6 SGB III zu einer einwöchigen Sperrzeit. Anders als bei Rechtspflichten besteht kein unmittelbarer, primärer Erfüllungszwang und die
Verletzung der Obliegenheit zieht auch keine sekundäre Schadensersatzpflicht nach sich. Es treten vielmehr nur Rechtsnachteile
für den Leistungsberechtigten ein, wenn er die Obliegenheit verletzt.
Allein diese Auslegung führt im Übrigen zu dem stimmigen Ergebnis, den Rechtsschutz gegen eine Meldeaufforderung nicht intensiver
auszugestalten, als den Rechtsschutz gegen eine Sanktion bei Verletzung der Meldeaufforderung (LSG Nordrhein-Westfalen, Beschluss
vom 12.09.2016 - L 7 AS 1605/16 B). Hätte die Beklagte eine Sperrzeit festgestellt, hätte eine Klage gegen diesen Bescheid als Klage, die eine Geldleistung
i.S. der ersten Alternative des §
144 Abs.
1 Satz 1 Nr.
1 SGG betrifft, unzweifelhaft der Berufungsbeschränkung unterlegen.
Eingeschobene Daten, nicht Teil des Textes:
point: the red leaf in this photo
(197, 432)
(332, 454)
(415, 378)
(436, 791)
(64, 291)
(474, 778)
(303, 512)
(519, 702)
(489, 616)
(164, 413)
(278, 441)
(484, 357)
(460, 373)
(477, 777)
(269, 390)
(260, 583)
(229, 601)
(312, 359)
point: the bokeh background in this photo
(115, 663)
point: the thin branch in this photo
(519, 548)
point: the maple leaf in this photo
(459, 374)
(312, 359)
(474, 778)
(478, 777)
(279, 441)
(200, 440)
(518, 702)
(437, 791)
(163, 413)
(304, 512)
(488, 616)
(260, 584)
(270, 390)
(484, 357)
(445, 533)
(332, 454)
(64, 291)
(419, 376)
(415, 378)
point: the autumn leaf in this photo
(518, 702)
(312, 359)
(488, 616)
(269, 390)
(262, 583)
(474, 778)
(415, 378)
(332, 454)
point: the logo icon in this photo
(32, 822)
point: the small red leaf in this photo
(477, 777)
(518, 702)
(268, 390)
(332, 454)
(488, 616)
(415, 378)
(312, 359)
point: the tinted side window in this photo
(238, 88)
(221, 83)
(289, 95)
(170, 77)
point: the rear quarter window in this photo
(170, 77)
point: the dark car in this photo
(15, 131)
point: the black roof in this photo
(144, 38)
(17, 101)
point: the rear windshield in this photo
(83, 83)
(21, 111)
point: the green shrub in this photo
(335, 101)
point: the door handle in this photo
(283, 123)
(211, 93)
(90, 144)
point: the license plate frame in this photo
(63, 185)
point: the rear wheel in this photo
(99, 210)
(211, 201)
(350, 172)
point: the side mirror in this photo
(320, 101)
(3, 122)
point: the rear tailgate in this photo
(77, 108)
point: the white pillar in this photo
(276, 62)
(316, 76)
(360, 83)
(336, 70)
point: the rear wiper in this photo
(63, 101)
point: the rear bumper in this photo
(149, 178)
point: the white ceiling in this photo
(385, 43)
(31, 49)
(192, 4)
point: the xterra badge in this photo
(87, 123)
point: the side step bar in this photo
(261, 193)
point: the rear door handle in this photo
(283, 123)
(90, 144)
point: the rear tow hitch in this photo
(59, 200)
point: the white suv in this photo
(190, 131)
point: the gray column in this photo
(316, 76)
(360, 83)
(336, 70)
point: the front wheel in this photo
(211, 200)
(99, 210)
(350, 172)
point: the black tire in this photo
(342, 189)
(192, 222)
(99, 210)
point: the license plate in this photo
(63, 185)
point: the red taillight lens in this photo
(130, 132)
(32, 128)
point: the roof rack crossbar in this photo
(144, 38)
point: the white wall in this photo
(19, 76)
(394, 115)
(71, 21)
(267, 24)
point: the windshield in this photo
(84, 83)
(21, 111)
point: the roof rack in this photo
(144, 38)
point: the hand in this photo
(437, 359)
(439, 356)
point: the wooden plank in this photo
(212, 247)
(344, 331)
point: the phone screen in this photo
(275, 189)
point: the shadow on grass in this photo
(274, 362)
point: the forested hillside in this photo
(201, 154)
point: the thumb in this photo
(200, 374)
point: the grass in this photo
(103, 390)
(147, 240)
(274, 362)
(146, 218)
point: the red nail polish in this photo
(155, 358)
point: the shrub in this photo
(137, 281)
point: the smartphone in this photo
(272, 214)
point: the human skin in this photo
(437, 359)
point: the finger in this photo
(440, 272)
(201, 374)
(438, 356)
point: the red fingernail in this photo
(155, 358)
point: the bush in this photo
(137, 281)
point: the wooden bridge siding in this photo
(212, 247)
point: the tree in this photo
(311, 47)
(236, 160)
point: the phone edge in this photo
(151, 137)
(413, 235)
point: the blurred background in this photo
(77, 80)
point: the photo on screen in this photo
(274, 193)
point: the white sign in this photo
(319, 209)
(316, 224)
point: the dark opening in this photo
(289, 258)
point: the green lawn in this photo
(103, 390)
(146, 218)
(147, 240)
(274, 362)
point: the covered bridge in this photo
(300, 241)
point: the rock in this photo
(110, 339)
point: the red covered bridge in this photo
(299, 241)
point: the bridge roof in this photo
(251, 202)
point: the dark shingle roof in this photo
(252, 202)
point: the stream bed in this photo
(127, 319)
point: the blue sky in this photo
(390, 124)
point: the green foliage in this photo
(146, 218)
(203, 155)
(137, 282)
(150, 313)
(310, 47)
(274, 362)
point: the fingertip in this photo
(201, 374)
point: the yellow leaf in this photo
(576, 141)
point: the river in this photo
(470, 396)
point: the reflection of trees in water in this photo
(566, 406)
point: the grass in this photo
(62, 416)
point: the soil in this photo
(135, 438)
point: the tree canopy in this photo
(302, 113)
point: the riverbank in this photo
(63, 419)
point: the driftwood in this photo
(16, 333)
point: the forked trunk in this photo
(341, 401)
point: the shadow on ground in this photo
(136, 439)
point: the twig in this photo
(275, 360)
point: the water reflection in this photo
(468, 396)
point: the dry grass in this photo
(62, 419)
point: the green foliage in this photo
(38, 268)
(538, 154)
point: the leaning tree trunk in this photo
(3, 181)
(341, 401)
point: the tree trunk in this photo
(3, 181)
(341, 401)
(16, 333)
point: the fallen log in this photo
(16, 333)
Der Wert des Beschwerdegegenstandes übersteigt 750 € nicht. Die Klägerin ist durch den Gerichtsbescheid i.H.v. 98,21 € beschwert,
denn gem. §
159 Abs.
6 SGB III beträgt die Dauer einer Sperrzeit bei einem Meldeversäumnis eine Woche und das Arbeitslosengeld der Klägerin belief sich
auf 14,03 € täglich.
Die Berufung ist nicht durch das Sozialgericht in dem Gerichtsbescheid zugelassen worden. Das Sozialgericht hat die Berufung
zwar für zulässig gehalten, aber die Bindungswirkung des §
144 Abs.
3 SGG tritt nicht durch eine fehlerhafte Rechtsmittelbelehrung ein, sondern nur durch Berufungszulassung in der Urteilsformel (BSG, Beschluss vom 02.06.2004 - B 7 AL 10/04 B). Eine solche Zulassung ist nicht erfolgt. Eine Beschwerde gegen die Nichtzulassung der Berufung hat die Klägerin nicht eingelegt.
III. Die Kostenentscheidung richtet sich nach den §§
183,
193 SGG.
IV. Gründe, gem. §
160 Abs.
2 SGG die Revision zuzulassen, sind nicht gegeben.